While these “programs” make economic sense for the reasons we’ve discussed here frequently, note how embedded the entire concept of “energy efficiency programs” is in the traditional business model and culture of the regulated utility. This “energy efficiency program” framing of the retail space is what I would call a top-down sledgehammer approach. There is no concept of dynamic pricing here; this is just an implementation of direct load control (customer gives utility right to control devices, like air conditioner), so I don’t see it as being as innovative as Eckman does in his quote.
Second, the way such programs are being implemented in this industry are still embedded in the regulatory, cost recovery model, consequently with no concept of the fact that reducing costs and increasing sustainability is a way for companies like Idaho Power to increase their profits. You can see this from the fact that the regulators and Idaho Power still view energy efficiency as a cost center, a “program” that will reduce their revenue, so as a regulated firm they have to be paid to do that. The way Idaho Power is implementing this is under a regulatory mandate from the state PUC, and they are charging a monthly “energy efficiency fee” to their customers. This fee is intended to defray some of the revenue loss that might occur when they pay customers to reduce peak demand … but isn’t that reduction supposed to help Idaho Power reduce costs, so why charge customers for it? Welcome to the incongruous world of the incentives facing the regulated utility!

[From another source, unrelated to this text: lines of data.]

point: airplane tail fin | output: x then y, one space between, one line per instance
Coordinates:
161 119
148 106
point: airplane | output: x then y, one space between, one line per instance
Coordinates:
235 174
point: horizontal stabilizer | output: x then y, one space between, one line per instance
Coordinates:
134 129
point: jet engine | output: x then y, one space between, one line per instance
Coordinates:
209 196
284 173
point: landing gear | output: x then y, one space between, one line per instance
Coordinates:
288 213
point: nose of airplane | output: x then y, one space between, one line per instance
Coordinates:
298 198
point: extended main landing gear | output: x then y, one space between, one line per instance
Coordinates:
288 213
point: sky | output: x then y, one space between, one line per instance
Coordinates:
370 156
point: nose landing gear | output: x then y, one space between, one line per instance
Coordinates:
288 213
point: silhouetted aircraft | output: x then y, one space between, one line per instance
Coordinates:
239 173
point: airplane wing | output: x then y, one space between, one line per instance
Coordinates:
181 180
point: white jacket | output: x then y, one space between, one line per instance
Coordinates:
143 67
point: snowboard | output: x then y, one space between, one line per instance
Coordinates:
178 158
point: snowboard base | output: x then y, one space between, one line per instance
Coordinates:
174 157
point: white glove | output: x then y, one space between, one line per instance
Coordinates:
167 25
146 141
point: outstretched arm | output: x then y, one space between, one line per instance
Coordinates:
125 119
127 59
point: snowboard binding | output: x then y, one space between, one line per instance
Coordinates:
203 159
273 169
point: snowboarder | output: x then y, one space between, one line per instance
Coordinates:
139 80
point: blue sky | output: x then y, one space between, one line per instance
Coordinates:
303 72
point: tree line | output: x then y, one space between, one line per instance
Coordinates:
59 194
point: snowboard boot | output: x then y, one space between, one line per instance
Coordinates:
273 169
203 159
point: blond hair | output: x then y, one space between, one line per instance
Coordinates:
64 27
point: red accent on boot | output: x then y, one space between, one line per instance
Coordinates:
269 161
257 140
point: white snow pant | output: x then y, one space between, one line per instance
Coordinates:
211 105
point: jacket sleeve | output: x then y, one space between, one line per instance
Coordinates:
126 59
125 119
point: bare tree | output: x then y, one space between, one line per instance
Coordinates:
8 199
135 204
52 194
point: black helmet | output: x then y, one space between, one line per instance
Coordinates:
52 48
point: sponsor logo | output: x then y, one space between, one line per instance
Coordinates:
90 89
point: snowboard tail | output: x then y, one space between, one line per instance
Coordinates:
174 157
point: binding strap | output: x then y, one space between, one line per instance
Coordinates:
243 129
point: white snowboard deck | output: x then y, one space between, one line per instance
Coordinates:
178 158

So, for better and for worse, this article gives you some insights into the current, evolving state of play in the electricity industry, and particularly the perverse embedded incentives for cost recovery and risk aversion that are a direct consequence of the economic regulation of electricity distribution companies and their government-granted monopoly in the retail market.
Well said, Lynne. The most sadly ironic part is on the 2nd page, when they describe how Idaho Power used to pay customers to convert their gas pumps to electric, and is now getting paid by the customers (through their surcharge) to dispatch those pumps off during the peak.
As you say, only in the world of regulated utilities do increased expenses provide a revenue stream to offset capital investment while energy conservation is a cost that must be borne by the ratepayer…
I’m not defending the regulatory cost-recovery model, but I do understand it. What Idaho Power is doing can make sense in that context, although we’d have to look at some numbers to know for sure.
As we all know, the marginal rate for electricity in most regulated utilities is not equal to marginal cost. Especially for residential customers, the marginal rate is usually a one-part combination of fixed and variable costs, while marginal cost is purely variable in the short-term. On-peak marginal variable cost might be higher than the marginal rate,but there is certainly no guarantee of that relationship. To the extent that the lost revenue is greater than the avoided cost, the utility will lose margin that it needs to cover fixed cost. The programs are usually designed to avoid this loss of margin, so that the net cost avoided by customers approximates the cost actually avoided by the customers within the current time frame. The programs should produce some net savings for customers in the short-term, but things don’t always work the way utilities and regulators expect.
The true benefits of a peak reduction program are usually future benefits that arise from avoided construction of new capacity. The utility doesn’t have to be compensated for cost it never incurs, so consumers should benefit in the long term.
Again, I’m not defending the regulatory cost-recovery model here, just pointing out: In the regulatory model, utilities do get to recover cost prudently incurred.
I don’t mind the cost recovery programs so much because political expedience requires them. In a perfect world it wouldn’t be so, but regulatory capture often requires “bribes” to utilities to get even the most basic improvements implemented.
Still, I agree with Lynne that the lack of time-of-use or dynamic pricing is a bummer. IMO, This is the real low-hanging fruit and it’s being left on the tree.